Title: Nothing But My Body

Author: Tilly Lawless

Publisher: Allen & Unwin, 2021

Born in regional NSW, Tilly Lawless moved to Sydney to attend university as a history student. Becoming a sex worker meant she was able to earn an income while still allowing time for study. She continues her sex work as well as advocating for sex workers and writing about her interests which are broad, and encompass climate change, politics, mental health and queer issues.

This novel is structured to reflect eight consecutive days of the week – from one Saturday to the next. However, the days themselves are not consecutive but occur over a period of 13 months. The locations vary, with no two days occurring at the same place. A range of Sydney brothels – or ‘broths’ as the narrator calls them – and one in an outback NSW town, and the places she meets with clients at their home or workplace, form most of the backdrops. Settings also include Berlin, the location of a combined work (to meet a client booked online) and pleasure trip – she describes partying at a nightclub there; her own home and those of friends; a trip back to the rural area she grew up in; beaches, mainly clothing-optional; and the various venues she attended for Mardi Gras, 2020.
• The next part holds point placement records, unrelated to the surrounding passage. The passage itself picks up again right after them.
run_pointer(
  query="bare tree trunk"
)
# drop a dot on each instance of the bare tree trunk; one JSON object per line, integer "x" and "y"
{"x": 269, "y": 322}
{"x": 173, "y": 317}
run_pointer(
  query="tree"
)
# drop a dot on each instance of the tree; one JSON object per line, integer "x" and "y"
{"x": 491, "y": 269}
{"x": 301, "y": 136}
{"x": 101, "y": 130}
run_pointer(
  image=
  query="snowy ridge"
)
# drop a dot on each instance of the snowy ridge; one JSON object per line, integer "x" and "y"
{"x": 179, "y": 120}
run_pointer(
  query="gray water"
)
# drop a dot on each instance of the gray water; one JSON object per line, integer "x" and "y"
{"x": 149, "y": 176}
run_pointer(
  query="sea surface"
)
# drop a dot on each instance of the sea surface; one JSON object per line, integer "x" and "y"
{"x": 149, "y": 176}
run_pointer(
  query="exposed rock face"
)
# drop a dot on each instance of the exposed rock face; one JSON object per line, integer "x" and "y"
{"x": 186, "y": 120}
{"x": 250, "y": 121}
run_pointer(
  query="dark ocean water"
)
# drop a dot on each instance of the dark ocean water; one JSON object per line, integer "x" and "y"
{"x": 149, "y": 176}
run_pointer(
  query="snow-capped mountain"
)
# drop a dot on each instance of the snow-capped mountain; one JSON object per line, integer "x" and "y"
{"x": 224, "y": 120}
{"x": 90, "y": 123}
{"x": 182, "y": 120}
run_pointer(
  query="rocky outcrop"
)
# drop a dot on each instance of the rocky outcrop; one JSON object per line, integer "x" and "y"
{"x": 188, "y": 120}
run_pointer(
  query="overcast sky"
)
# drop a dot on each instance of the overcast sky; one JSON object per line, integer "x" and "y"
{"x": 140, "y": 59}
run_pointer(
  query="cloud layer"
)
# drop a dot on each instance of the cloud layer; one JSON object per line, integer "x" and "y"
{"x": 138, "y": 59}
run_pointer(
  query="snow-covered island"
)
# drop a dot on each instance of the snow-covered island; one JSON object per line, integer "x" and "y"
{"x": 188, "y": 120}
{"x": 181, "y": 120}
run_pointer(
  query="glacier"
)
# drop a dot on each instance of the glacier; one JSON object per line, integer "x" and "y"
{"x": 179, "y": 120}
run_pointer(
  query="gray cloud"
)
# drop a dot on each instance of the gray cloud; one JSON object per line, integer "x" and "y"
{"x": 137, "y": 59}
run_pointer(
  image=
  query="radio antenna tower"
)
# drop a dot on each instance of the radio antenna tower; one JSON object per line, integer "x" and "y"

The events in the novel take place over the time of the devastating bushfires of 2018/19 and the first few months of the covid pandemic. The strain of breathing smoke-filled air for weeks on end and the effects of covid restrictions add to the already existing results of an abusive relationship (or was it more than one?) the narrator escaped from physically, but which haunts her mentally and emotionally. Allusions are made to episodes of self-harm and alcoholism, now both under control but with an ongoing impact on her life and mental state. Another impact is her propensity to engage in problematic online relationships and then agonise over them.

Watch Tilly Lawless’s address on sex work and the feminist movement


While all this sounds dark and heavy there is a sparkling poeticism to the way the author describes the life of the protagonist. ‘Maddy’ (her working name) engages with a range of political and cultural questions, seeing in her life and the lives of those she engages with – friends, clients, and co-workers alike – events which allow her to address the humanity and dignity of each individual. She juggles the apparent inconsistencies of being a lesbian while having sex with men for profit. And she makes central the relationships she has which sustain and nurture her, as she nurtures her friends.

This is in parts a challenging and confronting book with its explicitness around some of the experiences, both professional and personal, that Maddy endures. Its rawness highlights an honesty that is spare, thoughtful, and real. Most of all, it is imbued with an optimism that is very welcome right now.